I've had a look at your supplied project.

I'm not sure I have the answer you're looking for but this is what I observed in your PSoC project.

  • You are dumping an array of 6 bytes.  However bytes 0, 1, 4 and 5 are '0'.  Only bytes 2 and 3 have values.  Is this your intent?

if (multitasking % 2 == 0) {    uint8 counts[6];    counts[0] = 0x00;    counts[1] = 0x00;    counts[2] = firstByte(cnt);    counts[3] = forthByte(cnt);    counts[4] = 0x00;    counts[5] = 0x00;    uint8* p = counts;    UART_1_PutArray(p, sizeof(counts));

}

  • 'cnt' listed above is a 'short' (2-byte) value.  You appear to using little-endian format across the serial link to the receiver of the PID control.  (ie.
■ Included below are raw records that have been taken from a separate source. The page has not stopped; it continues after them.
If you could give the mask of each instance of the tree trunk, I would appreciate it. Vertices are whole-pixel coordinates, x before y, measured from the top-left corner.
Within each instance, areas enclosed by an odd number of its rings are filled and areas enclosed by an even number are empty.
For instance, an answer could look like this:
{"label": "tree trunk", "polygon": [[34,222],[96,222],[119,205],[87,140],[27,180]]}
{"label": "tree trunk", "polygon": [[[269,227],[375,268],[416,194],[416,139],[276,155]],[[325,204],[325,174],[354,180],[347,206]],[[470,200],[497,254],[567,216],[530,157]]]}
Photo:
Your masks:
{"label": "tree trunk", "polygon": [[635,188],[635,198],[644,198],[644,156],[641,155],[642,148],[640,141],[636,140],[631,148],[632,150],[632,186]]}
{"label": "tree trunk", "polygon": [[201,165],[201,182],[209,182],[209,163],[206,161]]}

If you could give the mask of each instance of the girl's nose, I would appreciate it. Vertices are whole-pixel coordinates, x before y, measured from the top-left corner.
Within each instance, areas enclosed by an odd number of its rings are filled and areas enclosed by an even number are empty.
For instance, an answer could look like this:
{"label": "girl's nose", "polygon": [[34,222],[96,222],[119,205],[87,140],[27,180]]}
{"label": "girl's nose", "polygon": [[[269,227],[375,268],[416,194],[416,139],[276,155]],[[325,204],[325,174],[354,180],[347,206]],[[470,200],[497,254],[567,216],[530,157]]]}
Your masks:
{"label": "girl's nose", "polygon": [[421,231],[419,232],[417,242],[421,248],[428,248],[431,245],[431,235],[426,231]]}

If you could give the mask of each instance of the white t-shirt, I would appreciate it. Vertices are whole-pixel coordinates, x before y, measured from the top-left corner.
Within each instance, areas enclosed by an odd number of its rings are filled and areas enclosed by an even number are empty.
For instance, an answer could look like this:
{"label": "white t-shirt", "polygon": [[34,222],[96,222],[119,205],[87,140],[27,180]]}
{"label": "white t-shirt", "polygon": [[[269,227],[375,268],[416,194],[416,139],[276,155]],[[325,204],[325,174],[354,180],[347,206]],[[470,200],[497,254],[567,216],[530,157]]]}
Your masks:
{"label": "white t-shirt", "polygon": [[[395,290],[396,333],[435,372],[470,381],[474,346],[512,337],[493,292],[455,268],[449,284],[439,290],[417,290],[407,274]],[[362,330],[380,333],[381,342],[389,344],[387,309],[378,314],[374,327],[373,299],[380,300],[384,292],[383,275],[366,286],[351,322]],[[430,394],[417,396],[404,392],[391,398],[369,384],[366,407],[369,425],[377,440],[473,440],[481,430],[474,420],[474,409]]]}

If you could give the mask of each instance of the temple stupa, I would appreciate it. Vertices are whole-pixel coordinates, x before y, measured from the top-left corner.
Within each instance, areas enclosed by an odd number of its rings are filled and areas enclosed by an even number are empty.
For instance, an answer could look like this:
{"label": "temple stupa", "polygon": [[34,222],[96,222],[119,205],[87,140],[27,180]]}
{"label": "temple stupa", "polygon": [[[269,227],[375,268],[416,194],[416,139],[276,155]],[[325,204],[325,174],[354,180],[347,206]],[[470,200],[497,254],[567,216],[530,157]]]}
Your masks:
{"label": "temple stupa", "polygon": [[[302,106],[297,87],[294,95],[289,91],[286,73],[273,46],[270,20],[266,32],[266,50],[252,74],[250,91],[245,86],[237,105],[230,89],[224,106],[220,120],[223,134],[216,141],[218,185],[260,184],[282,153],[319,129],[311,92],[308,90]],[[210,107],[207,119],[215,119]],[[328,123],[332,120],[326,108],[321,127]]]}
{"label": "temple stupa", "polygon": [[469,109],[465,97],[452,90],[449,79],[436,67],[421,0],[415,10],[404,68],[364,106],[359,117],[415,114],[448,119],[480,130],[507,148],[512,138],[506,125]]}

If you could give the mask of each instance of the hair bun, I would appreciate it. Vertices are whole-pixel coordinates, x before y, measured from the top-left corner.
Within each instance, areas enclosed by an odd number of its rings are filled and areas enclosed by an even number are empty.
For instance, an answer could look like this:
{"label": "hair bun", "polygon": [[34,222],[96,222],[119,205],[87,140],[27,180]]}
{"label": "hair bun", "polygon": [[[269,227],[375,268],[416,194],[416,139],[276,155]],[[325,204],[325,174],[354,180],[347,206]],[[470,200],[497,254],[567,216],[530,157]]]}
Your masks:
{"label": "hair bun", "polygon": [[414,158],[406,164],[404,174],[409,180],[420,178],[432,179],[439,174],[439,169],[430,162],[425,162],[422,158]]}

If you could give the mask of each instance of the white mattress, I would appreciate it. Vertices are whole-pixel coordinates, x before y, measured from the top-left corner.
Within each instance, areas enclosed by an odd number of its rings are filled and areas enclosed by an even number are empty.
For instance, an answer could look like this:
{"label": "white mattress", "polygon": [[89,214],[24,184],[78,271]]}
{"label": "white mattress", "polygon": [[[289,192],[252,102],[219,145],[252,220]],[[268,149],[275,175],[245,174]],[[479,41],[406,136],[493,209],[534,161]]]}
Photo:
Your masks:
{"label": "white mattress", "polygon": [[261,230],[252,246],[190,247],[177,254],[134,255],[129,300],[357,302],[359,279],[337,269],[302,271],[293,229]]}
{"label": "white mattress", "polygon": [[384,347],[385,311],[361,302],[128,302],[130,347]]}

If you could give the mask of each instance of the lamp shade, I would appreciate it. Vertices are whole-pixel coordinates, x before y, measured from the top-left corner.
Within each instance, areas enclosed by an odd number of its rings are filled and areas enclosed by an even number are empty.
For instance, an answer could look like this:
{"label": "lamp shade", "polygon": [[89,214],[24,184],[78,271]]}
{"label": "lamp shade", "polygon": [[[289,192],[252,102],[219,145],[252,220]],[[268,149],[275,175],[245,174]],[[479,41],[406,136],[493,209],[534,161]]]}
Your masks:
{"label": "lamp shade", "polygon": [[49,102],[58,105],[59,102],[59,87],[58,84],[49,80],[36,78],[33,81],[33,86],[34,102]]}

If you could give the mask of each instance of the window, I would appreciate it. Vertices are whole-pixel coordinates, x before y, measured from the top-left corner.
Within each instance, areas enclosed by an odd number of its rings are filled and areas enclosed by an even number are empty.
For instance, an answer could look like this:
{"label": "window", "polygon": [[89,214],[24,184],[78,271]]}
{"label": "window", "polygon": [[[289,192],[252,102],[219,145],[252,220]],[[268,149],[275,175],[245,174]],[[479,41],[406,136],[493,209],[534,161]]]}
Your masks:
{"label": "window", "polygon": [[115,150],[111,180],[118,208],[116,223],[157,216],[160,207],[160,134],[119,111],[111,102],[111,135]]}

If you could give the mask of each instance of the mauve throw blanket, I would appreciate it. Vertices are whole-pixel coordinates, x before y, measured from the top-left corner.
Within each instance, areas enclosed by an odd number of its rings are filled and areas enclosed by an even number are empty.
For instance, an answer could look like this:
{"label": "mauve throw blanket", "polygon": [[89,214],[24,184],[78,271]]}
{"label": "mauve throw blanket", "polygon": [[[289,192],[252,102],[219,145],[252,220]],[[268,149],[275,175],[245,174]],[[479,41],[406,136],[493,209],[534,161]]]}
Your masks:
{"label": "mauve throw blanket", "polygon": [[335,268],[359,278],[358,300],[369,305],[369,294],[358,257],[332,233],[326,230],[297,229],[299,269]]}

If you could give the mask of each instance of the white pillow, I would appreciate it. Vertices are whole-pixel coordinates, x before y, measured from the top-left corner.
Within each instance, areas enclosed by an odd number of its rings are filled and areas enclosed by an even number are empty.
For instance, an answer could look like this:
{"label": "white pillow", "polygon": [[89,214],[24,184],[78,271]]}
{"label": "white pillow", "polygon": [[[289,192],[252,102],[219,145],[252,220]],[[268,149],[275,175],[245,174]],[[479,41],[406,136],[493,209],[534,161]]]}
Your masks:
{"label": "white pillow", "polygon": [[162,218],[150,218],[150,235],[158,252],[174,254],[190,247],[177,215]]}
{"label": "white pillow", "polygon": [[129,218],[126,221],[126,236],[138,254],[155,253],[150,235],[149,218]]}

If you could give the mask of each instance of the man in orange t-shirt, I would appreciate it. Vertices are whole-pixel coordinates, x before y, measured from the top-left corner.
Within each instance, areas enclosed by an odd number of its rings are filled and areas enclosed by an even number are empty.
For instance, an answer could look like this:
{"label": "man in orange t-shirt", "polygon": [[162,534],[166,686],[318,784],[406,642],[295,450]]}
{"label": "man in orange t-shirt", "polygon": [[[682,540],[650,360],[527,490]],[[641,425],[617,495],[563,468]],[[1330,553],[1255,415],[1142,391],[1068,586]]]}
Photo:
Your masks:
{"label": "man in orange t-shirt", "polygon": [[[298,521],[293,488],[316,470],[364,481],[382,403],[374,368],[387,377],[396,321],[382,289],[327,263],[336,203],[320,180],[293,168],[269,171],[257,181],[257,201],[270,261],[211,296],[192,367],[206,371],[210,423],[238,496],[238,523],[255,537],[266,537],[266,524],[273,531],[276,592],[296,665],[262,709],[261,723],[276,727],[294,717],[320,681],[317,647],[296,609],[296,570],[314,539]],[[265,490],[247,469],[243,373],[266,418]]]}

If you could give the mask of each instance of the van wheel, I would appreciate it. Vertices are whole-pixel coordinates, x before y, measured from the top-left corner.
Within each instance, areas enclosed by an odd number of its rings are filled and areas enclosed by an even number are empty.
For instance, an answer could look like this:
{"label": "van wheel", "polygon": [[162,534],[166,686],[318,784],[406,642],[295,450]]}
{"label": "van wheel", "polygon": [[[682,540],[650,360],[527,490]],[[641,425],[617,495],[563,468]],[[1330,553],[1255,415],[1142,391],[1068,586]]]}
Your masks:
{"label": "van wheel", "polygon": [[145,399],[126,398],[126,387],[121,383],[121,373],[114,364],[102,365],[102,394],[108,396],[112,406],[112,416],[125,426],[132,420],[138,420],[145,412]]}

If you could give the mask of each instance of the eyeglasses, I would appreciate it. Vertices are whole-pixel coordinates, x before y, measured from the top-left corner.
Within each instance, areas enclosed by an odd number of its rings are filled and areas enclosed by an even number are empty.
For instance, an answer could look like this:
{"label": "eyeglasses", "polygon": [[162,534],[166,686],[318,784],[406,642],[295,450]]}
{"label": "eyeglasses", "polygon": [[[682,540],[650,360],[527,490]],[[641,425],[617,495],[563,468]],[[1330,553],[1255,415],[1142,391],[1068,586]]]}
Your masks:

LSB first, MSB last).
  • UART_1_PutArray() is a blocking function if the array size (6 in your design) exceeds the FIFO size (4).  You are entering a blocking function within a ISR.  This is generally not a good idea in pure coding terms.  This means you are blocking ALL other interrupts until you complete the UART_1_PutArray() .
  • You have declared a Tx interrupt output "Tx - On FIFO Empty" instead of "Tx - On FIFO Not Full".  This will cause a potential slight delay between the 4th and 5th bytes of the array.  This may or may not be a problem for you.  Using "Tx - On FIFO Not Full" make better use of the FIFO HW of the UART component.   Upon closer look: This may not be an issue since I don't see where you are servicing a UART_1 Tx interrupt in your code.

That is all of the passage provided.